Most victims or psychopaths would have been far better to have left their partners and sought psychotherapy than carried on having their fix of what can only be described as a deadly toxin. Psychopaths should be treated with caution and much like Botox they cause a paralysis in our brain chemistry which stops it from functioning properly. Just like Botox the long-term effects of the what appears to be a "miracle" when we first meet them and the effects that they have on our brain, nervous system, and muscles are as yet unknown Like Botox,  Psychopaths might make us feel good in the short term, but they are dangerous to our health.

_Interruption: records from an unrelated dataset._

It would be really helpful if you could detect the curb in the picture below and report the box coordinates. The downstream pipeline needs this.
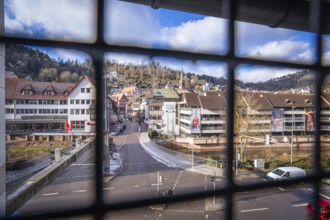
[149,204,165,211]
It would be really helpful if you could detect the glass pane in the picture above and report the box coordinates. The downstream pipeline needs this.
[234,65,315,184]
[5,0,96,42]
[4,45,96,215]
[235,22,316,64]
[322,35,330,66]
[105,0,227,54]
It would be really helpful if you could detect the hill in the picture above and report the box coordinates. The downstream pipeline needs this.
[5,45,330,92]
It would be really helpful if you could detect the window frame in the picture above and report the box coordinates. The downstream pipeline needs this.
[0,0,330,219]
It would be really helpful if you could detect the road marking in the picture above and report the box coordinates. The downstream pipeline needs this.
[118,139,127,151]
[103,187,114,190]
[236,191,249,194]
[73,189,87,193]
[150,183,163,186]
[173,170,183,189]
[241,208,268,212]
[79,151,95,164]
[126,185,140,189]
[292,203,308,207]
[42,193,58,196]
[71,163,95,166]
[307,189,330,199]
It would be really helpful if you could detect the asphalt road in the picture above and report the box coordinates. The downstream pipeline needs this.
[14,119,330,220]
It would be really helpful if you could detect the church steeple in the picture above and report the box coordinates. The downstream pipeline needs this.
[179,67,185,89]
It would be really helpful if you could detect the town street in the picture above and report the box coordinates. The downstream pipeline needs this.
[19,121,330,220]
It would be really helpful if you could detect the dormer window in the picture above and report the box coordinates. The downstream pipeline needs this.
[305,99,312,104]
[44,90,55,96]
[22,89,33,95]
[22,85,33,95]
[285,99,293,104]
[44,86,55,96]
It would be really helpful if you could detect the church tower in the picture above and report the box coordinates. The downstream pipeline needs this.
[179,68,185,89]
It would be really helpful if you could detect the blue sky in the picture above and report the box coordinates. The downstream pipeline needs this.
[5,0,330,82]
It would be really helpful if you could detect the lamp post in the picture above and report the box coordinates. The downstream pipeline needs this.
[290,106,295,164]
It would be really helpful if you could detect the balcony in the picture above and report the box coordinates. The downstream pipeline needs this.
[150,110,164,116]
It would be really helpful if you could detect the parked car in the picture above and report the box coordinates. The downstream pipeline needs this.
[306,198,330,220]
[321,178,330,184]
[110,128,119,136]
[267,167,306,180]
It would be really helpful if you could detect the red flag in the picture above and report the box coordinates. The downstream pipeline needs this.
[65,120,70,132]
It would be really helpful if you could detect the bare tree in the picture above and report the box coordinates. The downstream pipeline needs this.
[234,91,269,162]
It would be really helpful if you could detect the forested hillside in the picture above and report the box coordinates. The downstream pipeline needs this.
[5,45,330,92]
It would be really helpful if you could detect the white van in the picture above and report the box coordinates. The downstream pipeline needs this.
[267,167,306,180]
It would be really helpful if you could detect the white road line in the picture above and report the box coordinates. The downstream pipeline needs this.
[307,189,330,199]
[241,208,268,212]
[118,139,127,151]
[72,189,87,193]
[292,203,308,207]
[236,191,249,194]
[150,183,163,186]
[173,171,183,189]
[42,193,58,196]
[103,187,114,190]
[71,163,95,166]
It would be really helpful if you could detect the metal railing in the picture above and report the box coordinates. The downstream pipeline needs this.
[0,0,330,220]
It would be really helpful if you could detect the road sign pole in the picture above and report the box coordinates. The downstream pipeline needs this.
[157,171,159,199]
[213,171,215,205]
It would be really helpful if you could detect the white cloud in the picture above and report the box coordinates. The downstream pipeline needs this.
[248,40,313,63]
[236,65,301,82]
[159,17,227,53]
[5,0,96,42]
[322,51,330,66]
[53,48,90,62]
[105,0,160,46]
[105,53,150,65]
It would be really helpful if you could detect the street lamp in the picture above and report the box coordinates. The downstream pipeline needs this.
[290,106,295,164]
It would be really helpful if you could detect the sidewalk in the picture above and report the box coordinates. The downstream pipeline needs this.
[6,158,52,183]
[103,153,123,183]
[139,132,262,180]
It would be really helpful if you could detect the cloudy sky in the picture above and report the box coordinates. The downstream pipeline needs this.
[5,0,330,82]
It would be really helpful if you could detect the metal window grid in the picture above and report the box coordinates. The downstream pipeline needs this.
[0,0,330,219]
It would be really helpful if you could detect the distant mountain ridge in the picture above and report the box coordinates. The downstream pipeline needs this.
[5,45,329,92]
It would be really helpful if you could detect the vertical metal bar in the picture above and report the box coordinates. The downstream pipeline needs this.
[93,0,105,219]
[224,0,236,220]
[310,0,324,219]
[0,0,6,218]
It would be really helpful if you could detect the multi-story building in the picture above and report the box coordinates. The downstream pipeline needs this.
[5,76,95,133]
[179,93,226,136]
[149,89,180,134]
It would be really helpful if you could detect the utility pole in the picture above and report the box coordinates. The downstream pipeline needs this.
[0,0,6,218]
[103,73,110,176]
[290,106,295,164]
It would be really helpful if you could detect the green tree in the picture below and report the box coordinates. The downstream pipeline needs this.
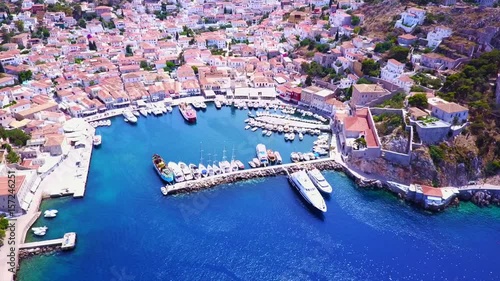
[5,150,21,164]
[304,75,312,86]
[191,65,198,74]
[408,93,429,109]
[14,20,24,32]
[351,15,361,26]
[78,18,87,28]
[389,46,410,63]
[361,59,380,77]
[18,70,33,83]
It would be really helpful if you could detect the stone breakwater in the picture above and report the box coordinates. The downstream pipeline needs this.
[458,190,500,207]
[167,159,383,194]
[18,246,61,261]
[168,159,344,194]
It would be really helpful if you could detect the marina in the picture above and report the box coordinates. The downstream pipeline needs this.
[165,158,343,194]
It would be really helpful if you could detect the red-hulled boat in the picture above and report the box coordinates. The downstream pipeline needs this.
[179,102,196,123]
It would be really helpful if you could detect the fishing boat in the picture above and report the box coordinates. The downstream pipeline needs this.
[153,154,174,183]
[123,110,137,123]
[212,161,222,175]
[189,164,201,179]
[160,186,168,196]
[31,226,49,236]
[191,102,201,110]
[198,148,208,178]
[274,151,283,164]
[198,163,208,178]
[235,160,245,170]
[179,162,193,181]
[167,162,186,182]
[214,100,222,109]
[43,210,58,218]
[92,135,102,146]
[231,160,240,172]
[252,158,262,167]
[179,102,196,123]
[255,143,268,166]
[288,168,326,213]
[267,149,276,163]
[307,169,332,194]
[219,148,231,174]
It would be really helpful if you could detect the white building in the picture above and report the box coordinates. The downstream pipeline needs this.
[395,8,425,33]
[380,59,405,82]
[427,26,451,48]
[429,99,469,124]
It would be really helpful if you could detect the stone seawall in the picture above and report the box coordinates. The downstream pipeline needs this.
[169,160,345,194]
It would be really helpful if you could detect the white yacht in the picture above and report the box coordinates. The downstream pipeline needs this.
[307,169,332,194]
[31,226,49,236]
[167,162,185,182]
[123,110,137,123]
[160,186,168,196]
[288,171,326,213]
[179,162,193,181]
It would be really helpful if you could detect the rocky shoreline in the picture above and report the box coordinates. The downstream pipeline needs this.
[18,246,61,261]
[458,190,500,207]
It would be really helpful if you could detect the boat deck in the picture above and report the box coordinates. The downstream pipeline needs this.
[166,158,342,194]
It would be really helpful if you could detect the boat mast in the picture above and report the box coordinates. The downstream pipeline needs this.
[222,145,226,161]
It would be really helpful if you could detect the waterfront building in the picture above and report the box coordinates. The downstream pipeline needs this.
[350,84,390,107]
[333,108,381,159]
[0,170,40,215]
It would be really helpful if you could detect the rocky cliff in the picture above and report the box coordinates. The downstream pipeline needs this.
[348,147,480,186]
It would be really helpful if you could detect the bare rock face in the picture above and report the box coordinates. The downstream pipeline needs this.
[410,148,438,185]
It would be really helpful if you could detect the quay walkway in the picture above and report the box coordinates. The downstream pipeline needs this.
[254,116,330,131]
[19,232,76,250]
[166,158,343,194]
[458,183,500,191]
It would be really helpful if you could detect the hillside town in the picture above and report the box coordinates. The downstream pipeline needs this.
[0,0,500,217]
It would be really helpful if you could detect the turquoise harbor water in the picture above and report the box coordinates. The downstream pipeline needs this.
[19,106,500,281]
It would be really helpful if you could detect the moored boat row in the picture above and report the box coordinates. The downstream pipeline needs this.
[288,168,332,213]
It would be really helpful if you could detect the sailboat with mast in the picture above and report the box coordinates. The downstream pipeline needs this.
[212,151,222,175]
[231,146,240,172]
[219,146,231,174]
[207,153,215,176]
[198,144,208,178]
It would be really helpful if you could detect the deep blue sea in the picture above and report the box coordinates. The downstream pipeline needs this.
[19,106,500,281]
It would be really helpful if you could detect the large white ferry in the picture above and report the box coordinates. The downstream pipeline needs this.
[123,110,137,123]
[256,143,268,166]
[307,169,332,194]
[288,168,326,213]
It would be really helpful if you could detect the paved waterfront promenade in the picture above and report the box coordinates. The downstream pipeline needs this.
[166,158,341,193]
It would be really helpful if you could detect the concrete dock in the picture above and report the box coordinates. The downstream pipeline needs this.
[255,116,330,131]
[166,158,343,194]
[19,232,76,250]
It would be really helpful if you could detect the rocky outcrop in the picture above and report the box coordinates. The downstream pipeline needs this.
[169,160,344,194]
[19,246,61,260]
[459,190,500,207]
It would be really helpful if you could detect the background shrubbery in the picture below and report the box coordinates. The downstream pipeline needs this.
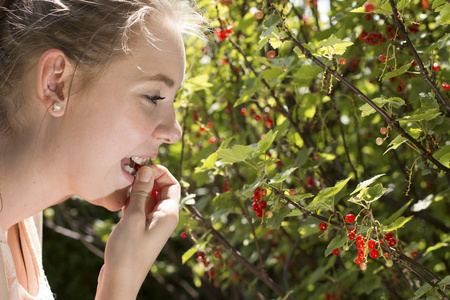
[44,0,450,299]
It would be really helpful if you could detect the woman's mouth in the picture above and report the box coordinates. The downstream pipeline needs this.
[121,156,152,176]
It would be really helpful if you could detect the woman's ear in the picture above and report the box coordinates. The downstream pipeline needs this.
[36,49,73,117]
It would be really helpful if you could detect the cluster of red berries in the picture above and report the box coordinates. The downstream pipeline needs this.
[195,122,217,144]
[252,188,267,218]
[241,107,273,128]
[442,82,450,91]
[358,30,386,46]
[214,25,234,41]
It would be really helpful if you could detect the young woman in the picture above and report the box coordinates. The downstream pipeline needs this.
[0,0,201,300]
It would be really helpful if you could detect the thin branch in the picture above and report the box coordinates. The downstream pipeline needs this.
[226,177,265,273]
[283,24,450,173]
[186,205,295,300]
[389,0,450,116]
[330,95,359,182]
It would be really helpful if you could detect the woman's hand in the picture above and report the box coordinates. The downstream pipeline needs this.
[96,165,180,300]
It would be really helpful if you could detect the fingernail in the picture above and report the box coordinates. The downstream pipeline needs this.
[137,166,153,182]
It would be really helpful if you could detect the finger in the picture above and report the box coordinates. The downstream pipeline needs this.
[152,165,181,202]
[124,166,155,216]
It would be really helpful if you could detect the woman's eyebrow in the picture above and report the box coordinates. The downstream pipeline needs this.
[141,73,175,87]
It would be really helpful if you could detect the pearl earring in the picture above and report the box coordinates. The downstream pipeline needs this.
[53,102,61,112]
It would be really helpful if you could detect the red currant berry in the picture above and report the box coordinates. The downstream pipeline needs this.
[267,50,277,59]
[433,63,441,73]
[319,222,327,231]
[306,176,314,188]
[214,28,227,41]
[255,10,264,20]
[345,214,355,223]
[225,25,234,35]
[259,189,267,197]
[369,249,380,259]
[384,232,394,241]
[258,200,267,209]
[364,2,375,12]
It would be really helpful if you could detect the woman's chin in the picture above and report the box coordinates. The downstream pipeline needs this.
[86,189,128,211]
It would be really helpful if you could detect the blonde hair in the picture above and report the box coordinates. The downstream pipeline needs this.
[0,0,203,132]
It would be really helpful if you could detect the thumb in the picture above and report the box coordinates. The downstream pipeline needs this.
[126,166,155,215]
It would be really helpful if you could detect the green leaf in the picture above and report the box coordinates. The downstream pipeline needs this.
[438,275,450,286]
[316,34,353,56]
[383,200,412,224]
[359,183,386,203]
[414,283,431,300]
[181,245,197,265]
[350,173,386,195]
[293,65,322,84]
[325,234,348,257]
[243,174,267,197]
[383,62,412,80]
[184,75,213,92]
[383,134,407,155]
[433,145,450,168]
[234,76,261,107]
[436,3,450,25]
[194,152,217,173]
[383,216,413,231]
[270,167,297,183]
[267,206,291,229]
[257,130,278,153]
[423,234,450,255]
[260,13,281,37]
[179,194,196,210]
[217,145,255,164]
[308,176,352,209]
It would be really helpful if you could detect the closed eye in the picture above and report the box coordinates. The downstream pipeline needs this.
[145,95,166,105]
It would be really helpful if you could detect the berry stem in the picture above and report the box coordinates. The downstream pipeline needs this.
[225,176,265,274]
[186,205,295,300]
[389,0,450,116]
[283,17,450,173]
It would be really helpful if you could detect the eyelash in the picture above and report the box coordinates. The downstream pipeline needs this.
[145,95,166,105]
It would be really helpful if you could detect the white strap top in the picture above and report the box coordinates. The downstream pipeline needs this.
[0,217,54,300]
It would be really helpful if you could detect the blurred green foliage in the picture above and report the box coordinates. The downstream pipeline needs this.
[44,0,450,299]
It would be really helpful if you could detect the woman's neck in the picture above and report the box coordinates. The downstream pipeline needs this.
[0,131,69,231]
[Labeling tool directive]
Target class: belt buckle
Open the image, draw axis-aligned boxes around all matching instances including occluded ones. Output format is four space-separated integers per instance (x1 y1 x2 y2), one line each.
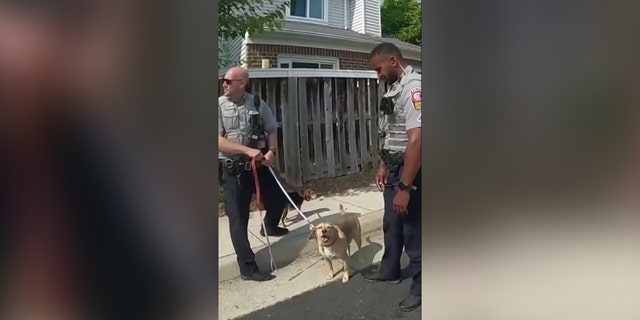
224 159 233 169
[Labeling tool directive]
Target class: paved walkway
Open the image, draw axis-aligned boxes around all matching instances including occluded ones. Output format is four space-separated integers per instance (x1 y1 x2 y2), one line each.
218 185 384 282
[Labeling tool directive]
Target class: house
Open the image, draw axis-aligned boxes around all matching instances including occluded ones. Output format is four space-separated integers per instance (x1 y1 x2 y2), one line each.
219 0 421 71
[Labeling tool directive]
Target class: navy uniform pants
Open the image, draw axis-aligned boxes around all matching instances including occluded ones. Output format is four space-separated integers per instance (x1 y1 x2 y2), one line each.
220 162 288 276
380 167 422 296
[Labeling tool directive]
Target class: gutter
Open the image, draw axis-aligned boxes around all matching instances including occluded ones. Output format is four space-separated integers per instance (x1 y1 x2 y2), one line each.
344 0 349 30
279 28 422 52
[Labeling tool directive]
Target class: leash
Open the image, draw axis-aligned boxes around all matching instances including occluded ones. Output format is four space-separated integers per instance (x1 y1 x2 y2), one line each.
251 159 278 272
269 167 315 230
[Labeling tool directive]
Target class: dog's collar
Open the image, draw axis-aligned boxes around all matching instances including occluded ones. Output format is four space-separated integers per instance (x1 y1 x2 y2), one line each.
320 238 336 248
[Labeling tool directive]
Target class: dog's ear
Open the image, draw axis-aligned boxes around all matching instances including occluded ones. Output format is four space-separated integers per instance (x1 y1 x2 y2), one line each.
309 227 318 240
336 227 347 239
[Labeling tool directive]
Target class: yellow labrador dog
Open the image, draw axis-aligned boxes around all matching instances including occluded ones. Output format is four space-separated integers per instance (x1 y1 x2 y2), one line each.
309 205 363 282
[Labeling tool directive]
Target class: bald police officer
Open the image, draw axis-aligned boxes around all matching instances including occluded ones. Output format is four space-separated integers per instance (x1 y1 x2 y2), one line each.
218 67 289 281
365 43 422 311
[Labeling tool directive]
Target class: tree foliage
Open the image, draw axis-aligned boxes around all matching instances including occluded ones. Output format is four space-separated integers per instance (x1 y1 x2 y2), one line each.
218 0 289 39
380 0 422 46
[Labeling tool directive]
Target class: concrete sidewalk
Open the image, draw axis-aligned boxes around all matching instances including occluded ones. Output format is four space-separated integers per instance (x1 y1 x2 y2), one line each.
218 185 384 282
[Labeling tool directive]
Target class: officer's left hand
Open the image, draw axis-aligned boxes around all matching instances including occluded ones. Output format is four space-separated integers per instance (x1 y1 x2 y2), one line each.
393 190 409 214
262 151 273 167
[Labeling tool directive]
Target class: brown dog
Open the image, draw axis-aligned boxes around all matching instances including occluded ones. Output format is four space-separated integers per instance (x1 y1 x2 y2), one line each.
280 188 318 227
309 205 364 282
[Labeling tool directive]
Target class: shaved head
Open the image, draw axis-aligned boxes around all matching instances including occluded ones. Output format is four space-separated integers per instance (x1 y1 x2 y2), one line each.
225 67 249 80
222 67 249 101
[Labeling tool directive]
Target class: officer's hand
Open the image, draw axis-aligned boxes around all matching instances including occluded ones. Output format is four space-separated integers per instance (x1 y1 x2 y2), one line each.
393 190 410 214
244 148 262 161
262 150 273 167
376 163 389 191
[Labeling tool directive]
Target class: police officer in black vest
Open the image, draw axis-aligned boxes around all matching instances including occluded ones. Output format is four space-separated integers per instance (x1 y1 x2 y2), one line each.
364 43 422 311
218 67 289 281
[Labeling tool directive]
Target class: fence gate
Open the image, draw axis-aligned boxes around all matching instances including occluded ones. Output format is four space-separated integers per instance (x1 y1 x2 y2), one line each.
222 69 386 187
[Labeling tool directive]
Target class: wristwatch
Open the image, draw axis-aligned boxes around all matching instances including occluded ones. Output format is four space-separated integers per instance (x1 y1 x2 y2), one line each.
398 181 415 191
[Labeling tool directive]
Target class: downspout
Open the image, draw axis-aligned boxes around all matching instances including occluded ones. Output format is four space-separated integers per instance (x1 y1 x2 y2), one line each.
344 0 349 30
362 0 367 34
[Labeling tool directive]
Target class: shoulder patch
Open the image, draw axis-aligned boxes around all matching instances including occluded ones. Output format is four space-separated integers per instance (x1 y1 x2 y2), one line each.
411 87 422 110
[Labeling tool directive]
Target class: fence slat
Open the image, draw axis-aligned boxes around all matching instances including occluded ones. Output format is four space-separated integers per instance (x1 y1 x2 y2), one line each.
280 78 302 187
322 78 336 177
335 79 349 175
347 79 358 173
311 78 326 178
262 79 282 168
367 79 378 161
358 79 369 166
296 79 314 183
219 75 387 188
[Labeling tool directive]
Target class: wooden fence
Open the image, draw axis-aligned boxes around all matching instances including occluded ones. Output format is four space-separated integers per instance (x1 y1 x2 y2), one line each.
220 69 386 187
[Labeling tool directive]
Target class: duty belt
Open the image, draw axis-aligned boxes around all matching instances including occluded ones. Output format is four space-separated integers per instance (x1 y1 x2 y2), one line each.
380 150 404 172
220 158 251 172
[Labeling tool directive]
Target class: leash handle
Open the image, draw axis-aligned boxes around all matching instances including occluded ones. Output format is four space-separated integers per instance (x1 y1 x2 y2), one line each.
251 159 264 211
269 167 315 230
251 159 278 272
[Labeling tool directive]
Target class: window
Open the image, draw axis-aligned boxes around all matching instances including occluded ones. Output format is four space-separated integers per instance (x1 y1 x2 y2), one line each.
288 0 328 21
278 57 338 70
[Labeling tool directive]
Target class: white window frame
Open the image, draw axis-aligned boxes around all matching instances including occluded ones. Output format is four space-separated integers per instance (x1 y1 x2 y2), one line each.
278 55 340 70
285 0 329 24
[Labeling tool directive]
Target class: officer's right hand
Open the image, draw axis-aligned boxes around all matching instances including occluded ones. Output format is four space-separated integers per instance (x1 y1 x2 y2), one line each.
244 148 262 161
376 162 389 191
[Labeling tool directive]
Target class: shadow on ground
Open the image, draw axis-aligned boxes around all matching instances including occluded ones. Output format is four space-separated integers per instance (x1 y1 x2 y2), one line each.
235 262 421 320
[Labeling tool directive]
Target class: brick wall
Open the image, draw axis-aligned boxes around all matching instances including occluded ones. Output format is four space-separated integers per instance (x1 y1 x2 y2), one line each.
247 44 421 70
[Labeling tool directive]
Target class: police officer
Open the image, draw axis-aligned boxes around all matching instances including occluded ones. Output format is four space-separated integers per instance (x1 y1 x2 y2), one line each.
365 43 422 311
218 67 289 281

Botox may appear to be relatively safe.  However as I said  Dark Souls. “If I were to offer you a glass with the label “poison” on it, would you drink it? Well, the answer lies in the disguise. You would likely drink it if you didn't know what was in the bottle. Both personalities are masters of illusion and they can con anyone. So when you meet a Dark Soul, what you see on the outside label, or the bottle, is NOT what is inside. It’s only when you drink it that you find out its poison.”

Many victims are left feeling shadows of their former selves whilst the psychopath and narcissist is so pumped up with all the attention they are receiving from their victims they feel the opposite. My own ex always used to try to come back when I was at my strongest then try to wear me down.

Having witnessed first hand the impact it has on the physical and emotional wellbeing of the victims some are unrecognisable when they have been with these predators for so long. I looked terrible when I was at the tail end of the relationship, I was tired ,  ill and was a complete mess. He on the other hand looked the best he had done for years although usually this only last when they have a victim to prey on.

However there is good news. When you leave a psychopath its a bit like having a natural facelift. With good therapy and a bit of work on yourself you'll look and feel ten years younger and start to be back to your authentic self. When people email me saying they have put on weight and don't feel attractive or happy anymore I tell them to be patient and not to be so hard on themselves. One woman I knew who was married to an alcoholic for 20 years and finally left when her house was repossessed was unrecognisable when her husband finally left. No longer the dependant enabler, she is full of life and looks amazing.

To prove a point I have added a before and after picture of what I looked like in relationship with my psychopathic ex and now nearly 18 months on away from them. I looked a complete mess!

anger Looking a bit of a mess

sarah strudwick Happier, healthier and contented 18 months later

On a final note many victims say to me things looking back after the relationship like “I don't know what I ever saw in them” “They are like a stranger” “I would have never chosen someone like that”.

Recently I found a picture of my psychopathic ex on the net and was shocked when I saw it. He was about 4 stone heavier than when we last met and his face was full of anger and rage. When I looked at his picture I just thought to myself that's how you left me feeling and looking. A projected image of his authentic self. This wasn't a man I fell in love with it was a total stranger, this was the man I should have had the foresight to recognise in the first place.

The man who had hidden himself so carefully, behind the mask.

Next time I have a relationship I want the real stuff.  Something that doesn't offer a quick fix or short term benefits.  A relationship that doesn't move so quickly that the the next thing you know your brain has become paralysed and you cannot think straight.  One fix and your hooked.

Its called a healthy relationship. It was at that point that I realised no more Botox for me. Like the bottle of poison, no matter how carefully disguised the packaging is, I was cured of my addiction to fake botox forever.